Now, let me tell you what this is all about. Among Others is the diary of Morwenna Phelps, a Welsh teenager whom we really meet just after her twin sister, Morganna, has died in an unspecified but terrible way. It’s 1979, and Morwenna and her sister see fairies and do magic, and have done all their life. Their mother is a terrible and evil witch, and the death of Morganna is somehow related to a spell that they did together to protect themselves — and maybe the world — from her.
And here’s the important part: this is not a soppy book. Morwenna talks to fairies and does a kind of Earth-magic, but she isn’t angst-ridden, she isn’t treacly, she isn’t mystical and spooky. She is, instead, a playground anthropologist, an outcast child who has Jane Goodall’s keen eye for schoolyard social order.
Morwenna has been crippled by the accident that took Morganna, and she has left her mother, left Wales, and gone to Shropshire to live with her father, Daniel, who ran out on the family when she was a baby. Her father may be a a child-abandoning bastard, but at least he isn’t her mother. But her father’s posh half-sisters are determined that Morwenna should go away to an exclusive girl’s boarding school, and so off she goes, keeping touch with her father only through letter-writing and visits home at the holidays.
Morwenna’s greatest companions now are her books, science fiction and fantasy. It’s one of the strange charmed moments when many cross-currents are whipping through the field, and great and bad books from The Hitchhiker’s Guide the Galaxy to Thomas Covenant are seeing print. Through sympathetic librarians and interlibrary loan — and magic — Morwenna discovers a million new literary worlds and strange and challenging ideas.
This is one of the places where Walton does something that made my head spin. For though Morwenna’s life has much that makes her unhappy, from her family to her pariah status to her gamey leg, these books are not an escape for her.

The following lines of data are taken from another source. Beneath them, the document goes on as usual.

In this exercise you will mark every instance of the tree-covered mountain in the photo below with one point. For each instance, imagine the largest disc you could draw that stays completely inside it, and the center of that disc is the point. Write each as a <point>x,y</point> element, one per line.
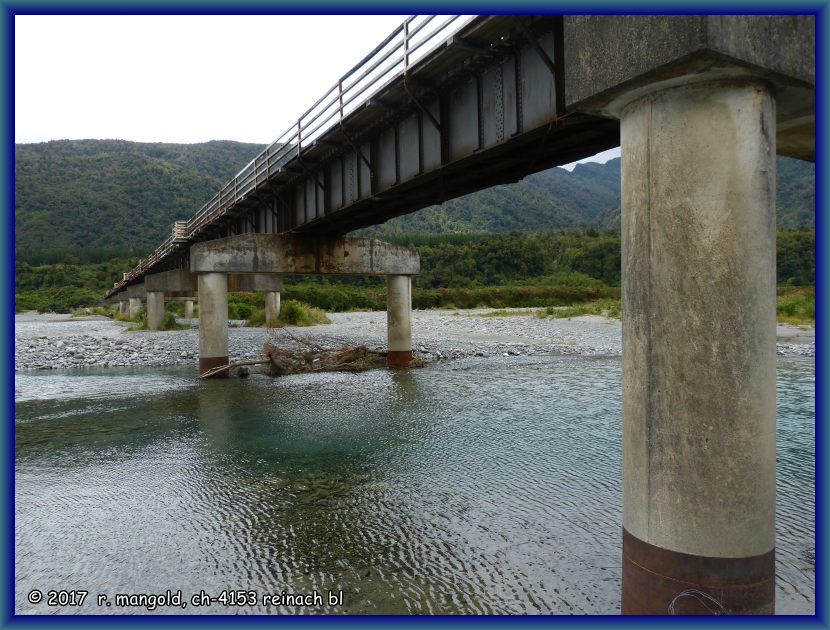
<point>588,196</point>
<point>73,194</point>
<point>82,194</point>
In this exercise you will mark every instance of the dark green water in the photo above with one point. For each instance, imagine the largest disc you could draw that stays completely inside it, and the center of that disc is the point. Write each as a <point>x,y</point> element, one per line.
<point>475,486</point>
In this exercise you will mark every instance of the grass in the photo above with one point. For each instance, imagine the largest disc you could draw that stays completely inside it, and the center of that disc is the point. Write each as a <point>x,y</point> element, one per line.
<point>93,310</point>
<point>503,313</point>
<point>796,305</point>
<point>292,313</point>
<point>606,308</point>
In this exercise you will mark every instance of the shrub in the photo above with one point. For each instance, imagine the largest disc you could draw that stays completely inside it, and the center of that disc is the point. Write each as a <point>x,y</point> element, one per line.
<point>294,313</point>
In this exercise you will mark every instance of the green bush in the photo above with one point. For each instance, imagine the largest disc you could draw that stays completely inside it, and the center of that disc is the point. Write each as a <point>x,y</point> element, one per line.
<point>256,319</point>
<point>293,313</point>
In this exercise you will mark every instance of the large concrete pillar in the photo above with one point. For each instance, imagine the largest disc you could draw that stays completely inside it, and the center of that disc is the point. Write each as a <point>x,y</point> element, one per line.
<point>155,309</point>
<point>213,321</point>
<point>698,301</point>
<point>135,307</point>
<point>272,308</point>
<point>399,319</point>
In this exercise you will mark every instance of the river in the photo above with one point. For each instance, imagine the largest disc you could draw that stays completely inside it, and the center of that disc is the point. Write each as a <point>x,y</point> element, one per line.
<point>480,485</point>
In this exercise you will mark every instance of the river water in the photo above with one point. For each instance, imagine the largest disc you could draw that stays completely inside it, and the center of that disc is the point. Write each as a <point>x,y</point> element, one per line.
<point>469,486</point>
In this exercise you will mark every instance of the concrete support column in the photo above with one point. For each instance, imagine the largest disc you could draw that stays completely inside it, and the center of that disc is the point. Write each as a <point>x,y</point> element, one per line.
<point>135,307</point>
<point>272,308</point>
<point>213,321</point>
<point>698,302</point>
<point>155,309</point>
<point>399,319</point>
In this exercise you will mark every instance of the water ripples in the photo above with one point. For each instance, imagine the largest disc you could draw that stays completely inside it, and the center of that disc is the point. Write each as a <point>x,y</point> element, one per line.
<point>467,487</point>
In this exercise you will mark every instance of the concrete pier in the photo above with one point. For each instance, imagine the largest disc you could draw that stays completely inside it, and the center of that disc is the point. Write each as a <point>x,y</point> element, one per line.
<point>213,321</point>
<point>272,308</point>
<point>135,307</point>
<point>155,309</point>
<point>399,319</point>
<point>698,301</point>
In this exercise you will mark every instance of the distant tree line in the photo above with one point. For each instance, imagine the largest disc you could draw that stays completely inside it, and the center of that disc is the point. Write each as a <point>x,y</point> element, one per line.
<point>455,268</point>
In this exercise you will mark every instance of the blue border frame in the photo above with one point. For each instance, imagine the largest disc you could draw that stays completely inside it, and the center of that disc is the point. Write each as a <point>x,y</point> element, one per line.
<point>7,11</point>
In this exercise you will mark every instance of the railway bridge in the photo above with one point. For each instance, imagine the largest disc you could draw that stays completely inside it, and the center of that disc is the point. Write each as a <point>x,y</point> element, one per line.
<point>444,106</point>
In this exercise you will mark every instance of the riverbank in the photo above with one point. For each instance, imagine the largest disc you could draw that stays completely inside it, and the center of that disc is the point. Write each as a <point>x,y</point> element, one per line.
<point>55,341</point>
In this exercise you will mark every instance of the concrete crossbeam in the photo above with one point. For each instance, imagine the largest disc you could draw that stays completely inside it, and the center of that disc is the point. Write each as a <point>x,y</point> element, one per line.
<point>264,282</point>
<point>172,282</point>
<point>136,291</point>
<point>270,253</point>
<point>615,59</point>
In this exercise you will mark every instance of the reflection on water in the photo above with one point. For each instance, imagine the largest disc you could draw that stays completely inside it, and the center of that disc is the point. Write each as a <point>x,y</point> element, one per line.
<point>476,486</point>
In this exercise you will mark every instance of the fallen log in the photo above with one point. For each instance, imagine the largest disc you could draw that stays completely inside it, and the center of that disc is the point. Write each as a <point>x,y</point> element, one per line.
<point>301,355</point>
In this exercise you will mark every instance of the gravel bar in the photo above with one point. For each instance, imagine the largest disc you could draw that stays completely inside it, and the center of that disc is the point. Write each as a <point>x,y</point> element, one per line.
<point>52,341</point>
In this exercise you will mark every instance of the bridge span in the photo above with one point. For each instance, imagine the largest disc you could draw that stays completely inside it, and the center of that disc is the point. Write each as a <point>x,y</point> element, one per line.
<point>700,105</point>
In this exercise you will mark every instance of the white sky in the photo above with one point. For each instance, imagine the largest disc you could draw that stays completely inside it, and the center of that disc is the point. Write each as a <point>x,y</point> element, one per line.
<point>186,78</point>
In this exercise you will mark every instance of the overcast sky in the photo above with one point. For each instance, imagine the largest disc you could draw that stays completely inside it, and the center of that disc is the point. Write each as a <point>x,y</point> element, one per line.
<point>180,78</point>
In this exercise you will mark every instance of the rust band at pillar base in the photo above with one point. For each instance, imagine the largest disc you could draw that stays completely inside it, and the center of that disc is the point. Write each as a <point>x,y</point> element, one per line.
<point>398,358</point>
<point>208,363</point>
<point>653,578</point>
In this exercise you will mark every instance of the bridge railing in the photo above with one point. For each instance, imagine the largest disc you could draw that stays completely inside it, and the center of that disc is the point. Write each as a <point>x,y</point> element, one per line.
<point>414,39</point>
<point>402,48</point>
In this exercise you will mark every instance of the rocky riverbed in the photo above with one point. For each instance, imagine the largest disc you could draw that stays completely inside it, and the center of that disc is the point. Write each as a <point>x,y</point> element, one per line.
<point>53,341</point>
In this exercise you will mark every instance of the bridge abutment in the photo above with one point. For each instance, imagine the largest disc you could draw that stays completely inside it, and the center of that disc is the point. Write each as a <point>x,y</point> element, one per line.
<point>399,320</point>
<point>698,292</point>
<point>272,308</point>
<point>155,309</point>
<point>134,307</point>
<point>268,255</point>
<point>213,321</point>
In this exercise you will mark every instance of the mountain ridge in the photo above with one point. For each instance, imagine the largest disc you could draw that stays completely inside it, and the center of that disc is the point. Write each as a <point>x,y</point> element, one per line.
<point>73,194</point>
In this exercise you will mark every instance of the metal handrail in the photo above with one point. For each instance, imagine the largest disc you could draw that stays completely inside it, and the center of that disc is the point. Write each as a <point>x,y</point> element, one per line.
<point>345,96</point>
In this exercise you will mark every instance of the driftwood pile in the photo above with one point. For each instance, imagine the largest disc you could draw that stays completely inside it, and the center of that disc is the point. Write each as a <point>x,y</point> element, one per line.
<point>296,355</point>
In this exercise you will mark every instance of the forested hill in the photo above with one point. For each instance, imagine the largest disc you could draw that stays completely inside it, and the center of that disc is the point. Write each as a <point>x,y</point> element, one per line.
<point>96,194</point>
<point>589,196</point>
<point>72,194</point>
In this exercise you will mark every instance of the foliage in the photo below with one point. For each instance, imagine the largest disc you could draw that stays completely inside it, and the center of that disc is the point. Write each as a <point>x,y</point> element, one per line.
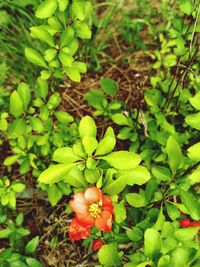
<point>145,196</point>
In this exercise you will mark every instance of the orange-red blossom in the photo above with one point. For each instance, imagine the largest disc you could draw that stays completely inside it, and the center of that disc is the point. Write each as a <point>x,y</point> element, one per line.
<point>92,208</point>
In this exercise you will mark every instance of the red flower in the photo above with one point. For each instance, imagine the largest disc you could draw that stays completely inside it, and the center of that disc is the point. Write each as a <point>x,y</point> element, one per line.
<point>185,223</point>
<point>93,208</point>
<point>78,231</point>
<point>97,244</point>
<point>194,224</point>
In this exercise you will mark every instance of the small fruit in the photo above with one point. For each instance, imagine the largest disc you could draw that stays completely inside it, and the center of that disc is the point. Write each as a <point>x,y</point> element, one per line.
<point>97,244</point>
<point>185,223</point>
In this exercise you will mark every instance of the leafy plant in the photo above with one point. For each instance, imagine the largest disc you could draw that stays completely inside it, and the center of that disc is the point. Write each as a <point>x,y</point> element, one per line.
<point>66,22</point>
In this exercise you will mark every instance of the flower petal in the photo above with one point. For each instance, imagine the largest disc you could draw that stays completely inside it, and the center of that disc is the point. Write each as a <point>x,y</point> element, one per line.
<point>79,204</point>
<point>77,231</point>
<point>107,204</point>
<point>104,221</point>
<point>92,194</point>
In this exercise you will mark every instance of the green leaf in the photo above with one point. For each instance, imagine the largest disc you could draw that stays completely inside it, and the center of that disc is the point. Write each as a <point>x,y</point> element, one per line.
<point>164,261</point>
<point>65,155</point>
<point>109,256</point>
<point>18,187</point>
<point>115,186</point>
<point>54,194</point>
<point>66,59</point>
<point>160,220</point>
<point>136,200</point>
<point>191,204</point>
<point>66,37</point>
<point>3,124</point>
<point>107,144</point>
<point>5,233</point>
<point>152,243</point>
<point>140,175</point>
<point>195,101</point>
<point>193,120</point>
<point>194,152</point>
<point>75,178</point>
<point>50,54</point>
<point>109,86</point>
<point>19,219</point>
<point>33,262</point>
<point>25,94</point>
<point>94,98</point>
<point>87,127</point>
<point>120,119</point>
<point>186,234</point>
<point>119,212</point>
<point>174,154</point>
<point>55,173</point>
<point>77,10</point>
<point>11,160</point>
<point>17,128</point>
<point>92,176</point>
<point>90,144</point>
<point>172,211</point>
<point>80,66</point>
<point>180,257</point>
<point>36,124</point>
<point>16,104</point>
<point>42,88</point>
<point>195,176</point>
<point>46,9</point>
<point>32,245</point>
<point>34,57</point>
<point>62,4</point>
<point>63,117</point>
<point>122,160</point>
<point>73,74</point>
<point>186,6</point>
<point>135,235</point>
<point>82,30</point>
<point>38,32</point>
<point>161,173</point>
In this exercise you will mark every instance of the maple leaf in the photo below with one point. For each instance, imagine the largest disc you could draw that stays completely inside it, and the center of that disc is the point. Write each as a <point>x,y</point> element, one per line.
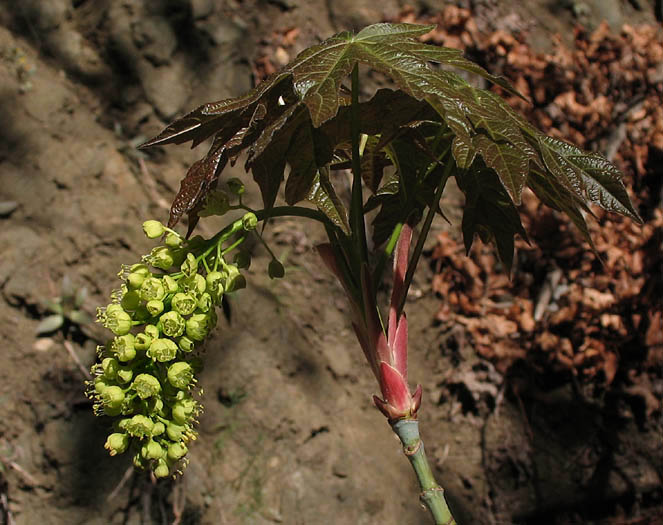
<point>300,117</point>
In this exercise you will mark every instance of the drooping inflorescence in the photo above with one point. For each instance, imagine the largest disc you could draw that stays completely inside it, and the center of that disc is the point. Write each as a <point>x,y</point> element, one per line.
<point>145,376</point>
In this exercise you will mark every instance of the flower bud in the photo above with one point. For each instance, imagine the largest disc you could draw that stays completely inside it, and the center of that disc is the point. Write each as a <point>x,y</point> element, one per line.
<point>100,385</point>
<point>162,257</point>
<point>152,331</point>
<point>117,443</point>
<point>110,367</point>
<point>138,426</point>
<point>141,269</point>
<point>146,386</point>
<point>197,327</point>
<point>162,350</point>
<point>172,324</point>
<point>155,406</point>
<point>152,289</point>
<point>249,221</point>
<point>154,307</point>
<point>169,284</point>
<point>173,240</point>
<point>194,285</point>
<point>185,344</point>
<point>141,314</point>
<point>153,229</point>
<point>118,321</point>
<point>242,260</point>
<point>151,450</point>
<point>183,410</point>
<point>236,186</point>
<point>183,304</point>
<point>123,347</point>
<point>179,255</point>
<point>112,398</point>
<point>158,429</point>
<point>131,300</point>
<point>214,281</point>
<point>190,266</point>
<point>180,374</point>
<point>235,280</point>
<point>275,270</point>
<point>162,470</point>
<point>124,375</point>
<point>205,302</point>
<point>142,342</point>
<point>177,451</point>
<point>175,432</point>
<point>139,462</point>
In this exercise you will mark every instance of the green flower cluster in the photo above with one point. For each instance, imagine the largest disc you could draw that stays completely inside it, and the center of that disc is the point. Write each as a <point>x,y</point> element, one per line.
<point>145,377</point>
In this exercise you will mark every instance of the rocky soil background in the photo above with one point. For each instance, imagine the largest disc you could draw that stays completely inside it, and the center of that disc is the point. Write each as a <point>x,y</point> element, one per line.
<point>543,394</point>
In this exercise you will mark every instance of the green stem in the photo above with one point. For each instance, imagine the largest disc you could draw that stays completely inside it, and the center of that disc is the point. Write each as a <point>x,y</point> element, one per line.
<point>419,248</point>
<point>432,495</point>
<point>357,205</point>
<point>386,254</point>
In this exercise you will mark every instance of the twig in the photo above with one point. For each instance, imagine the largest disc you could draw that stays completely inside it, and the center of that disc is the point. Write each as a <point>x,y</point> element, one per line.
<point>72,354</point>
<point>432,495</point>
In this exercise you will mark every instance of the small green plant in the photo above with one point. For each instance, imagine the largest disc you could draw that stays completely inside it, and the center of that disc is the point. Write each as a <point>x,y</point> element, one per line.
<point>401,145</point>
<point>65,308</point>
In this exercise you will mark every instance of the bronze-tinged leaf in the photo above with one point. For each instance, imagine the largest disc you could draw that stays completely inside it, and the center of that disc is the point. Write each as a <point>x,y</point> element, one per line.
<point>194,186</point>
<point>454,58</point>
<point>206,120</point>
<point>509,163</point>
<point>559,198</point>
<point>588,175</point>
<point>268,173</point>
<point>323,195</point>
<point>488,211</point>
<point>373,162</point>
<point>312,151</point>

She dives into them, certainly, and goes away from the world, but she find in them a whole cognitive and philosophical toolkit for unpicking the world, making sense of its inexplicable moving parts, from people to institutions. This isn’t escapism, it’s discovery.
This is such a remarkable trick, for Walton is retracing the intellectual progress of a clever, strange child with so much rigor and evocative language that you feel, really feel the mind-opening power of fantastic literature and the communities that sprang up around it.
And the magic is tremendous, because Walton’s heroine manages to make magic seem like it does in dreams, a nearly formless thing without rules that vanishes if you look at it too hard, a thing that is impossible to tell apart from coincidence, except you know it isn’t.
I’d rank this with such great stories of nerd awakening as Pinkwater’s Alan Mendelsohn, the Boy From Mars, but less comic, more serious. It is an inspiration and a lifeline to anyone who has ever felt in the world, but not of the world. It is a beautiful book.